Il ne répondit pas. Il semblait si abattu, si coupé du reste du monde, si attristé par sa cécité... C'est alors que je remarquai à quel point il avait maigri, comme nous tous ici au fond. Étonnamment, ses biceps paraissaient encore aussi gros et fermes qu'avant. Je le lui fis remarquer.

- Le soir, je fais un petit entraînement avant d'aller me coucher. Des redressements assis et des pompes la plupart du temps. Pour avoir l'air le plus fort possible à l'extérieur puisque je le suis déjà à l'intérieur.

Il ne me convainquit pas. Un verset me vint à l'esprit.

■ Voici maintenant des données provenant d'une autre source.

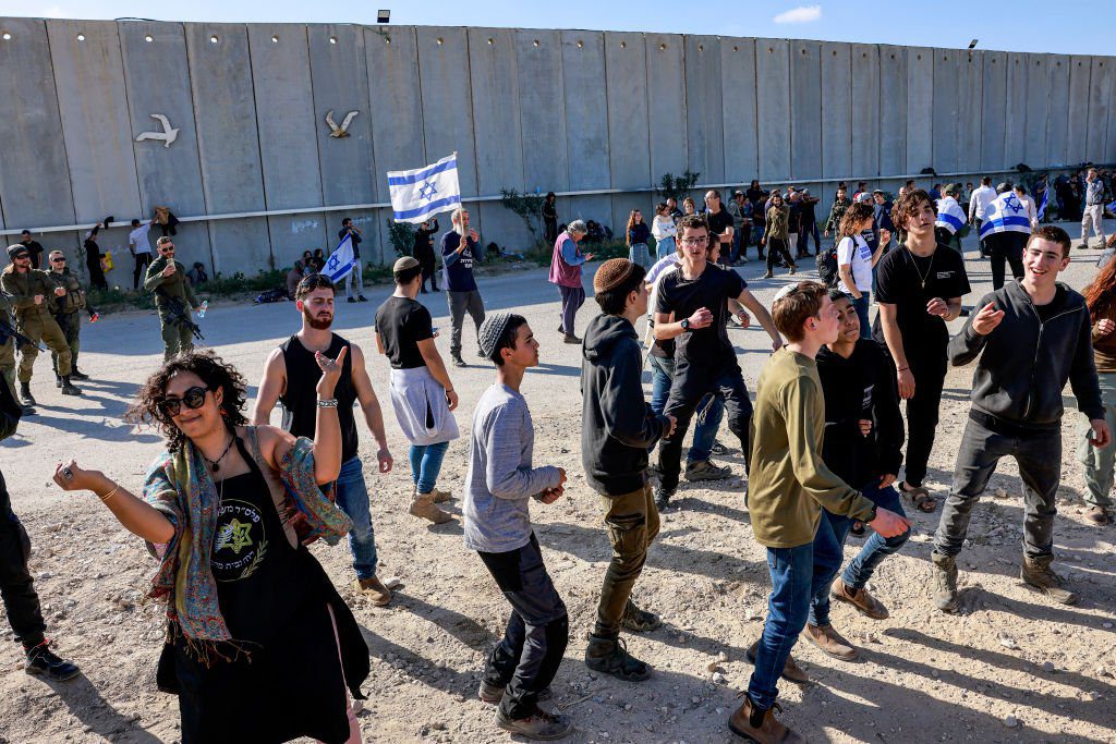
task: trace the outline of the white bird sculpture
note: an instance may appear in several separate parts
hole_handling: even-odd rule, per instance
[[[341,125],[337,126],[337,123],[334,122],[334,109],[330,108],[328,112],[326,112],[326,124],[329,125],[329,136],[337,138],[347,137],[348,125],[353,119],[356,118],[356,115],[359,113],[360,112],[349,112],[348,114],[345,115],[345,119],[341,122]]]
[[[162,132],[141,132],[140,136],[136,137],[136,142],[143,142],[144,139],[162,139],[164,147],[170,147],[171,143],[177,139],[179,131],[171,126],[171,120],[166,118],[163,114],[152,114],[151,117],[163,125]]]

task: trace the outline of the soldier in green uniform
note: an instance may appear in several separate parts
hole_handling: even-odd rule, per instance
[[[52,316],[59,297],[66,296],[66,290],[56,287],[46,271],[31,268],[31,254],[27,247],[20,243],[8,247],[8,258],[11,263],[0,274],[0,286],[12,296],[16,306],[16,327],[27,336],[30,345],[23,345],[19,350],[19,395],[23,404],[33,406],[31,395],[31,373],[35,360],[39,356],[38,342],[46,341],[47,347],[58,355],[58,375],[62,378],[62,395],[81,395],[81,390],[70,383],[70,351],[66,336],[58,327]]]
[[[70,348],[70,379],[89,379],[89,376],[77,368],[77,355],[80,349],[81,317],[79,310],[88,310],[89,317],[96,319],[97,312],[89,308],[85,289],[78,280],[74,270],[66,265],[66,254],[61,251],[50,251],[50,271],[47,272],[50,281],[56,287],[66,290],[66,294],[60,296],[55,303],[54,315],[58,327],[62,329],[66,344]],[[55,383],[62,386],[61,375],[58,374],[58,355],[51,354],[55,365]]]
[[[193,350],[193,331],[174,316],[179,310],[189,320],[190,311],[198,311],[198,298],[186,278],[186,268],[174,260],[174,241],[163,235],[155,247],[158,258],[147,267],[143,287],[148,292],[155,292],[158,322],[163,328],[163,359],[166,360]]]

- « Et il m'a dit: Ma grâce te suffit, car ma puissance s'accomplit dans la faiblesse. Je me glorifierai donc bien plus volontiers de mes faiblesses, afin que la puissance de Christ repose sur moi. C'est pourquoi je me plais dans les faiblesses, dans les outrages, dans les calamités, dans les persécutions, dans les détresses, pour Christ; car, quand je suis faible, c'est alors que je suis fort ». Tu te souviens de ce passage, pas vrai?

- 2 Corinthiens 12, oui.

- Tu n'as personne à impressionner, si ce n'est notre Seigneur. Compris?